URL Slugs and Paths: Search engines recommend using hyphens to separate words in URLs. A URL like "/blog/getting-started-with-react" is more readable and SEO-friendly than alternatives using underscores or concatenated words. Content management systems like WordPress automatically generate kebab-case slugs from post titles, and most web frameworks provide slug generation utilities that produce kebab-case output.
HTML Custom Data Attributes: HTML5 data attributes follow the kebab-case convention. Attributes like "data-user-id", "data-toggle-state", and "data-animation-delay" use hyphens as separators. When accessed via JavaScript's dataset API, these kebab-case attribute names are automatically converted to camelCase, creating a natural bridge between HTML and JavaScript naming conventions.
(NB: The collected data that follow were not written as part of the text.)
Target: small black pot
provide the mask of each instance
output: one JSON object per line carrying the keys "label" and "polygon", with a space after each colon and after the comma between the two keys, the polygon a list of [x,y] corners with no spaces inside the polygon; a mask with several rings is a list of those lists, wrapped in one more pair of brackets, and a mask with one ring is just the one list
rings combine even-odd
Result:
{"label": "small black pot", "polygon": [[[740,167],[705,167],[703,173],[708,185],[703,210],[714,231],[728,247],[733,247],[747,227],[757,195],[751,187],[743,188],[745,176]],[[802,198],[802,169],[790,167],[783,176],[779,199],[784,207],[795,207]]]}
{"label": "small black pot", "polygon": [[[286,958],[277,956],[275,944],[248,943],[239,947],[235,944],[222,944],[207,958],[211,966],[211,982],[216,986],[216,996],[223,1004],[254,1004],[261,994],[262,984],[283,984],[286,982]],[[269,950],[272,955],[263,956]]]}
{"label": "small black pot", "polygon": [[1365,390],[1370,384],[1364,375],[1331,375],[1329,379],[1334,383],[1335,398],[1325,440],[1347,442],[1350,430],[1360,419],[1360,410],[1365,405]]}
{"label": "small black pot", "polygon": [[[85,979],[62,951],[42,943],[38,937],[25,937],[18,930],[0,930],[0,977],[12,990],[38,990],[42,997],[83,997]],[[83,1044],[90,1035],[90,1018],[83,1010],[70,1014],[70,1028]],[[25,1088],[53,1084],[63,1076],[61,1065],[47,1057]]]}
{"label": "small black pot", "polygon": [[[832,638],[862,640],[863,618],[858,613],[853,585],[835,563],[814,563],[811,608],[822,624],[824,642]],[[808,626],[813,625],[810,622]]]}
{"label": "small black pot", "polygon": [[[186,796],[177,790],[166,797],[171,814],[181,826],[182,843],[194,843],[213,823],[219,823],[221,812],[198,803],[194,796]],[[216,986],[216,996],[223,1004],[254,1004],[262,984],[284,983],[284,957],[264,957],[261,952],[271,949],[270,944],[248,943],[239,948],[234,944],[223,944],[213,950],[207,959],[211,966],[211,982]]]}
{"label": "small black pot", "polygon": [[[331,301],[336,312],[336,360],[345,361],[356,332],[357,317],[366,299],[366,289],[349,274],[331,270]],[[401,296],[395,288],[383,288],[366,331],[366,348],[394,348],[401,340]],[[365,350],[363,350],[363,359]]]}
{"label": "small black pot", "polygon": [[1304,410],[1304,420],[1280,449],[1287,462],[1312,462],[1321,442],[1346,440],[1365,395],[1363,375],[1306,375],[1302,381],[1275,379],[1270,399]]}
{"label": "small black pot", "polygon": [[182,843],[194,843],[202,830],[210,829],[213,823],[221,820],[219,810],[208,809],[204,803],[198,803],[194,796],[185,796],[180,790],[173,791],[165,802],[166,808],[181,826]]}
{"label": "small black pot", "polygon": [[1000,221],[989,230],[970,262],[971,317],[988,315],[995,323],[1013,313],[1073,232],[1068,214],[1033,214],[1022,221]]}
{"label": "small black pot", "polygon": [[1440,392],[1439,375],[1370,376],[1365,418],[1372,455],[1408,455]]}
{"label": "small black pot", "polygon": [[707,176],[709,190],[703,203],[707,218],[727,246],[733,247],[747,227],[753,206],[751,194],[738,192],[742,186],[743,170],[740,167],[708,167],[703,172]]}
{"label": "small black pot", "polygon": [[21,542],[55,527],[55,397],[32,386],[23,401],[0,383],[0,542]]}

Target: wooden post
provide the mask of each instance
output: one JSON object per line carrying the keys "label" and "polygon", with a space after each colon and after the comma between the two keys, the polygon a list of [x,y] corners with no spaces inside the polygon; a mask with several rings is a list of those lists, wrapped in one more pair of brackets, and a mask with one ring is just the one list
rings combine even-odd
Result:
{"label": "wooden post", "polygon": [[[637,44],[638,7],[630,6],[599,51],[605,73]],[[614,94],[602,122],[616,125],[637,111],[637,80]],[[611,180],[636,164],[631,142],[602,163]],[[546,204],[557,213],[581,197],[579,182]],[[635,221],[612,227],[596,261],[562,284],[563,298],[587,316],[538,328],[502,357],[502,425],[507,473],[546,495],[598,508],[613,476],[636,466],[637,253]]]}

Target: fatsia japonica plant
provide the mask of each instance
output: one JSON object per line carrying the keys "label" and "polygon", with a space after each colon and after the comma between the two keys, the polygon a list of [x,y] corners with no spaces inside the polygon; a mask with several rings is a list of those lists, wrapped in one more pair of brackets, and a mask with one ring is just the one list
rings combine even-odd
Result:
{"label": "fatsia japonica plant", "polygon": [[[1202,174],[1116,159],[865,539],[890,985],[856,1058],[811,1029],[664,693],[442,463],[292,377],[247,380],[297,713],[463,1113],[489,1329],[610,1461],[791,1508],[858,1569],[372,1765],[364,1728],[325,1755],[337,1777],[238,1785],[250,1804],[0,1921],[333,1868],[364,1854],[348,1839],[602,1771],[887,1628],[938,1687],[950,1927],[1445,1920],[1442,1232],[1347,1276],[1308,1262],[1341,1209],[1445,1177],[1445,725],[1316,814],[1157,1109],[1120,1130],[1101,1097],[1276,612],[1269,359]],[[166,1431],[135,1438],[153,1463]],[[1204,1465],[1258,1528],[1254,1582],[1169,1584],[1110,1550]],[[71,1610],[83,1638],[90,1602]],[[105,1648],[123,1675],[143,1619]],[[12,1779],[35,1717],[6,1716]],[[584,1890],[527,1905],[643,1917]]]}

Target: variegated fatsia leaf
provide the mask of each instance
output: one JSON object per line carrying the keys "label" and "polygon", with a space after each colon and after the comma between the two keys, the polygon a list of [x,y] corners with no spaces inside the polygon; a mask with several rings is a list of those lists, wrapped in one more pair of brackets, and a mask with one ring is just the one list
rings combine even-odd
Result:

Web Component Names: The HTML custom elements specification requires that custom element names contain at least one hyphen. Names like "my-component", "app-header", and "user-profile" follow this requirement. This rule ensures custom elements are visually distinct from standard HTML elements and prevents naming conflicts with future HTML additions.
Package and Project Names: npm packages, GitHub repositories, and many open-source projects use kebab-case for their names. Packages like "react-router", "lodash-es", and "vue-cli" all follow this convention. Using kebab-case for project names ensures compatibility across different operating systems and avoids issues with case-sensitive file systems.
Configuration Keys: Many configuration formats and CLI tools use kebab-case for option names. YAML configuration files, command-line flags like "--output-dir" or "--no-cache", and CSS custom properties like "--primary-color" all use hyphenated naming. When configuration values contain special characters, our URL encoding utility can help ensure they are properly escaped for transmission.